Steve Almond is the author of “Against Football: One Fan’s Reluctant Manifesto.” (Photo courtesy of Jesse Costa/NPR)

Jacob Boucher
Connector Staff

Kerouac Writer-in-Residence and celebrated author Steve Almond hosted a reading of his work in O’Leary 222.

Almond is best known for his works “Candyfreak: A Journey through the Chocolate Underbelly of America,” the Paterson Prize-winning story collection “God Bless America” and his most recent release “Against Football: One Fan’s Reluctant Manifesto.” He also cohosts a podcast, “Dear Sugar,” with the memoirist Cheryl Strayed, and has self-published smaller works on everything from countering hate mail to overcoming writer’s block.
Steve Almond was introduced at the event by UMass Lowell professor and renowned author Andre Dubus III, who told the audience anecdotes about how he became familiar with Almond and his writing.

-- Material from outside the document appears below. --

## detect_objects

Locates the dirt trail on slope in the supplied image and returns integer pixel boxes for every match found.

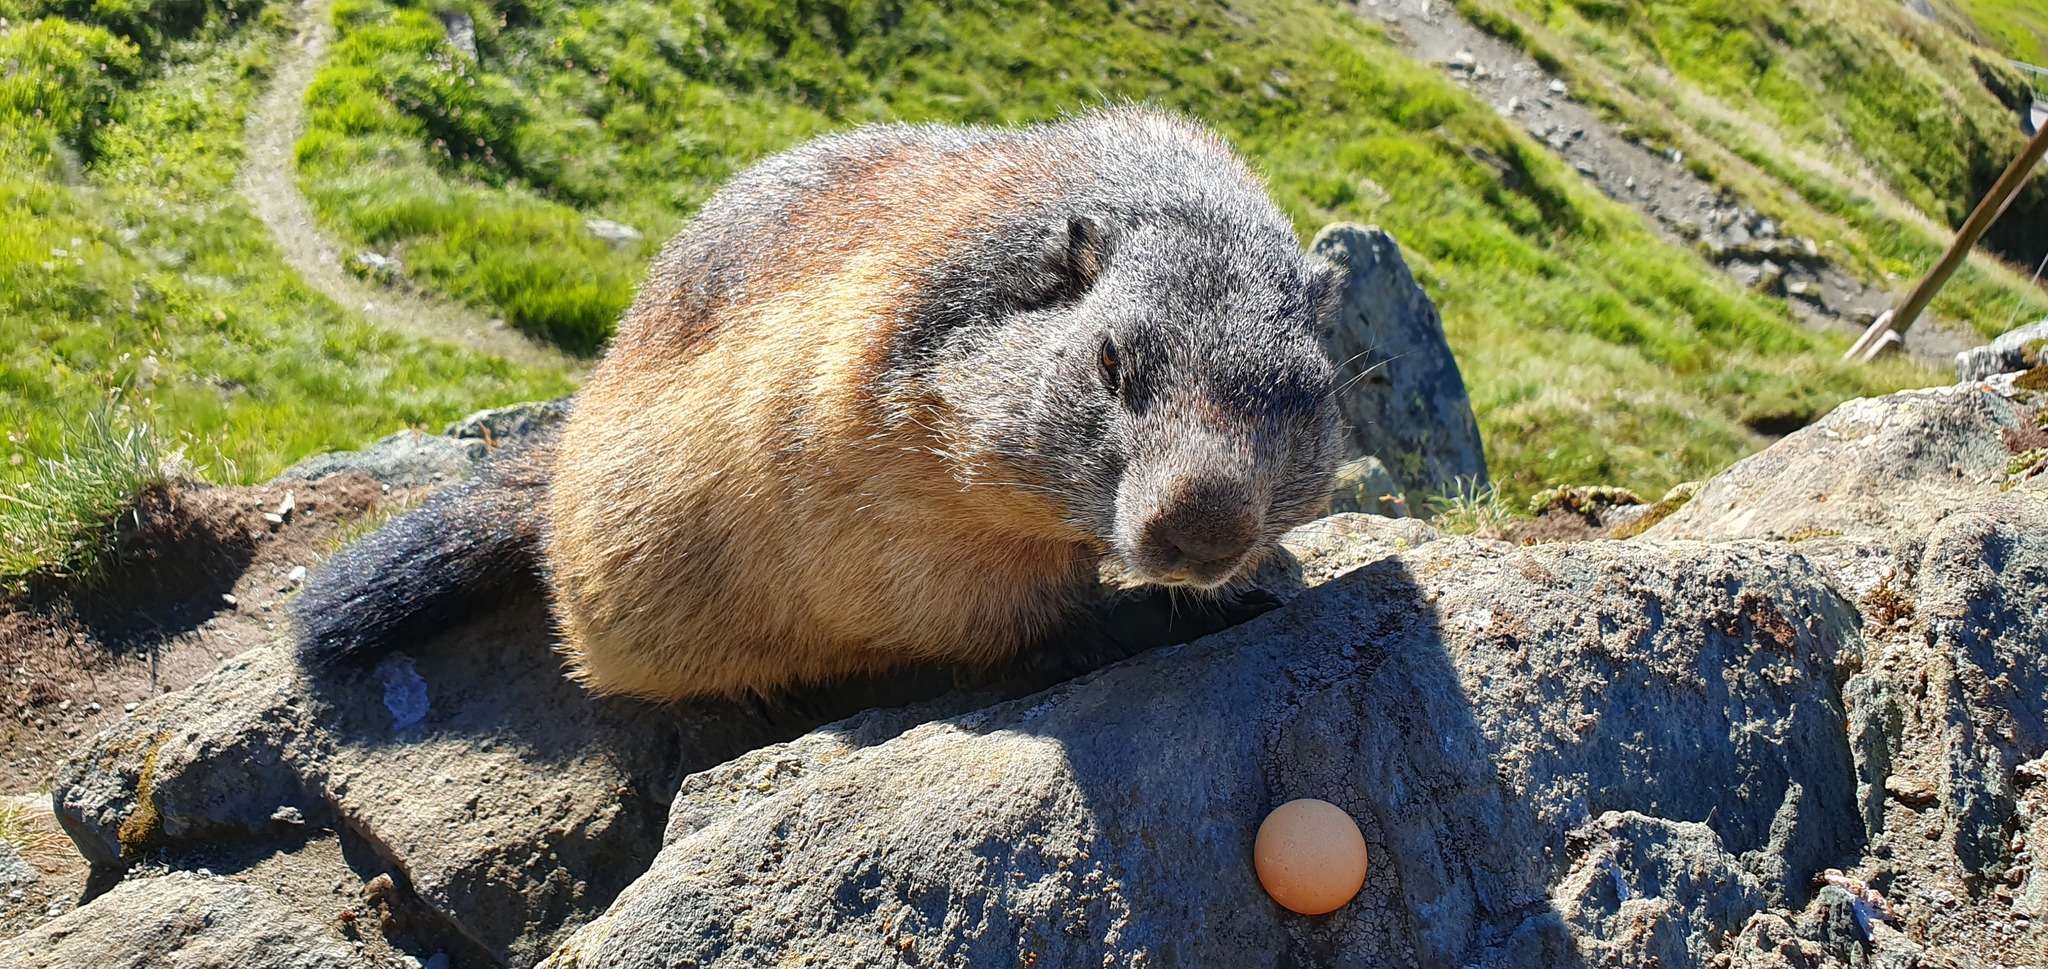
[1361,0,1977,369]
[239,0,581,373]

After this, Almond took to the stage and informed the crowd there was “nowhere to go but down.” In a similar fashion to his writing, Almond’s talk was frank and funny, saying it like it is while also being sarcastically self-deprecating and sincerely well spoken. He knows why people often will get angry at him for his writing, as his topics are often political. Almond, however, holds his ground to the very end, undeterred by angry, often vulgar dissenters.

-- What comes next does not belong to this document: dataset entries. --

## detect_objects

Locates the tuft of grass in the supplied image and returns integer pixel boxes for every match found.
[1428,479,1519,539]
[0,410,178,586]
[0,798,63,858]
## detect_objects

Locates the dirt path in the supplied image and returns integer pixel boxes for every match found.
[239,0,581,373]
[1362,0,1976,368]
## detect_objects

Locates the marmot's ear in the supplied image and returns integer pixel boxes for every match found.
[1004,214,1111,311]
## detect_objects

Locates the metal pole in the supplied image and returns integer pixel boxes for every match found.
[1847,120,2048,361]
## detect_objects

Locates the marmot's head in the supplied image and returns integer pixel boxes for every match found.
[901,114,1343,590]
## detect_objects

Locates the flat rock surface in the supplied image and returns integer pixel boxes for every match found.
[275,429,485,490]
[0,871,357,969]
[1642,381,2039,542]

Almond read from a variety of pieces, everything from his poetry to short stories to hate mail, but with every reading he found the right pace and tone to illicit in the audience exactly the reaction he hoped for: bringing out the seriousness in darker pieces and highlighting the irony or hilarity of others. For every heartbreaking short story, there was an over-the-top poem that was bad enough it read like humor; every sex scene would be punctuated by the comical evisceration of a proverbial internet comments section.

Many of the questions that night concerned Almond’s most recent work, “Against Football: One Fan’s Reluctant Manifesto.” Almond, a former Oakland Raiders fan, was forced to condemn the sport due to the effect it has on players’ health, coming out against the sport for the brain damage up to one third of players receive as a result of constant collisions, going so far as to call it a “brutal, crazy murder ballet.” One observer drew a comparison to boxing, a once popular sport which also caused serious injury, and asked why one had been condemned while football still gains popularity in the U.S. To this, Almond said. “You never see the guys’ faces,” arguing that in boxing the blood and bruises were center-stage, while in football the damage is cleverly hidden beneath helmets. “You just don’t see it; it’s invisible,” he said.

But Almond did not just talk about football, he also gave excellent advice to aspiring writers. Throughout his career, Almond said he was trapped in a struggle between two extremes – intense narcissism, believing every word he wrote was profound and game-changing, and crippling self-doubt, which he believes in its worst form to be writer’s block. Finding a balance, Almond said, is the best way to write well and write consistently.

In his opinion, the best way to do this is to read and review the work of other writers at your skill level, improving your “critical faculty.” He also advises using great authors, your Jane Austens and David Foster Wallaces, as inspiration and not contemporaries. By comparing yourself to the greats, he said, your early work will never live up to them and never improve.